YouTube censors Jan. 6 committee for showing footage of Trump claiming electoral fraud
The offending video was also absent from the committee's website as of Friday evening
A video from the House committee investigating the Jan. 6 Capitol Riot was deleted by YouTube for advancing misinformation on the grounds that it including footage of former President Donald Trump discussing alleged election fraud.
The committee uploaded the footage on Tuesday, which included an excerpt of a Trump appearance on the Fox Business Network in which he claimed the 2020 presidential election was stolen, according to the New York Times.
YouTube confirmed the video's deletion, asserting that the clip violated its election integrity policy. “Our election integrity policy prohibits content advancing false claims that widespread fraud, errors or glitches changed the outcome of the 2020 U.S. presidential election, if it does not provide sufficient context,” company spokeswoman Ivy Choi said, per the New York Post. “We enforce our policies equally for everyone, and have removed the video uploaded by the Jan. 6 committee channel.”
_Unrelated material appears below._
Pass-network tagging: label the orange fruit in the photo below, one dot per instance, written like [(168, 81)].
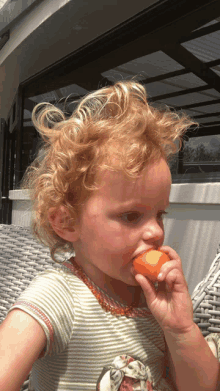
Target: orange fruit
[(150, 262)]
The Post highlighted that the offending video was also absent from the committee's website as of Friday evening.
Over the past week, the Democrat-led House committee has aired primetime hearings to showcase the findings of its investigation into the Jan. 6 Capitol Riot. Republicans have largely denounced the hearings as political theater and a distraction from the nation's economic and political woes. Fueling such accusations, in part, is the participation of former ABC News President James Goldston in helping the committee to produce what Axios's Mike Allen described as a "blockbuster investigative special."
Former President Donald Trump, himself the chief target of the committee's efforts, said on Tuesday that Democrats were "desperate to change the narrative of a failing nation, without even making mention of the havoc and death caused by the Radical Left just months earlier."
Any such efforts may have fallen on deaf ears, however, as the hearings debuted to dismal ratings for primetime political events, drawing in roughly 20 million viewers on the first day of the hearings.